China has announced US$60bn worth of tariffs on various US goods, including cocoa oil and confectionery, that it intends to implement as retaliation after the USA imposed 25% tariffs on US$200bn of Chinese products.

The implementation date of the tariffs would depend on US reaction and China warned that the trade war “would then reach new heights”, reported Bakery and Snacks on 7 August.

China’s finance ministry said the import taxes would range from 5% to 25% and affected a total of 5,207 products, many of which were related to agriculture.

Products facing a 25% tariff included cocoa oil, butter and powder, confectionery processing machinery, cocoa powder, raw cocoa beans, chocolate, bread, toast, cocoa products weighing more than 2kg and various other agri and processed foods.
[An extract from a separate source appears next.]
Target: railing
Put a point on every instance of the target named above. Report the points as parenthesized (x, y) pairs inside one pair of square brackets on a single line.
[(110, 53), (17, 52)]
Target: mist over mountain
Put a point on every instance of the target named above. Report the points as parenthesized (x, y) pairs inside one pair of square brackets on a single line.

Flax seeds, confections without cocoa, baked goods, pastry dough, sausages, caramel and gum were included in the category facing 20% tariffs.
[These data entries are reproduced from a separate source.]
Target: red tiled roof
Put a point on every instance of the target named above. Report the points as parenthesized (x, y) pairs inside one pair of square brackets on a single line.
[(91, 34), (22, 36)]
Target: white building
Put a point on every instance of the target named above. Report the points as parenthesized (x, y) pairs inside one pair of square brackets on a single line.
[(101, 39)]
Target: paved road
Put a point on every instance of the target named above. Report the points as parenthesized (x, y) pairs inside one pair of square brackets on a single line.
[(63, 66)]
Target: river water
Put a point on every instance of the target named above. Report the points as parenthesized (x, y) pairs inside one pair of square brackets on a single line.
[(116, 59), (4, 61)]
In the 10% category were, among other, palm nuts, peanut butter and sugar-added cocoa powder, while xylitol was facing a 5% tariff.
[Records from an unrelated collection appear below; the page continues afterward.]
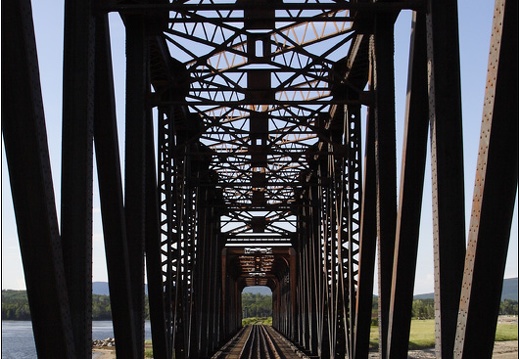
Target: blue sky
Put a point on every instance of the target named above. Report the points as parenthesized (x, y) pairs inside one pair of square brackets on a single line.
[(475, 29)]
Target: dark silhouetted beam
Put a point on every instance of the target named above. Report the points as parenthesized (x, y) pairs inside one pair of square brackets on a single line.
[(447, 168), (494, 193), (111, 195), (411, 190), (77, 167), (25, 141)]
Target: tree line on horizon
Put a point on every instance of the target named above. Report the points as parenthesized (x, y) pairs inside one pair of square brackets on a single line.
[(15, 306)]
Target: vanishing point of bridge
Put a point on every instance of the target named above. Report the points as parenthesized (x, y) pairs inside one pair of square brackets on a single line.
[(260, 149)]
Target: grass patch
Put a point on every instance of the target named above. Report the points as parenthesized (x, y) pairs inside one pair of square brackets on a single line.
[(422, 334), (506, 331)]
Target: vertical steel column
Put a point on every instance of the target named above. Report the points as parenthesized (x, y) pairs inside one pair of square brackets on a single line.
[(382, 60), (447, 168), (77, 167), (111, 194), (495, 191), (352, 214), (367, 246), (135, 150), (168, 218), (156, 297), (25, 141), (411, 190)]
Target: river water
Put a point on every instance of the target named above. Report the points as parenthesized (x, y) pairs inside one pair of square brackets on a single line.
[(18, 340)]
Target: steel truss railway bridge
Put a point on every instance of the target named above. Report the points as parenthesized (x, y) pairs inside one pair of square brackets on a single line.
[(260, 149)]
Despite the tariffs, US consumer packaged goods (PCG) companies said they had not yet been “unduly affected” by the escalating trade war between China and the USA, according to Bakery and Snacks.

Hershey spokesman Jeff Beckman said the firm was watching the issue closely but did not expect China’s tariffs to have a significant impact on its business.

“We do not export products made in China to the USA and most of the products we sell in China are made in China or in the region. Most of the products we sell in the USA are made at one of our eight US manufacturing plants,” Beckman explained.

Mars Wrigley said the company was disappointed to see new trade barriers coming into force.

“We support the rules-based trading system promoted by the World Trade Organization, supplemented by free trade agreements. Any new tariffs effectively result in a tax on manufacturers, farmers and ultimately consumers,” a Mars spokesperson said.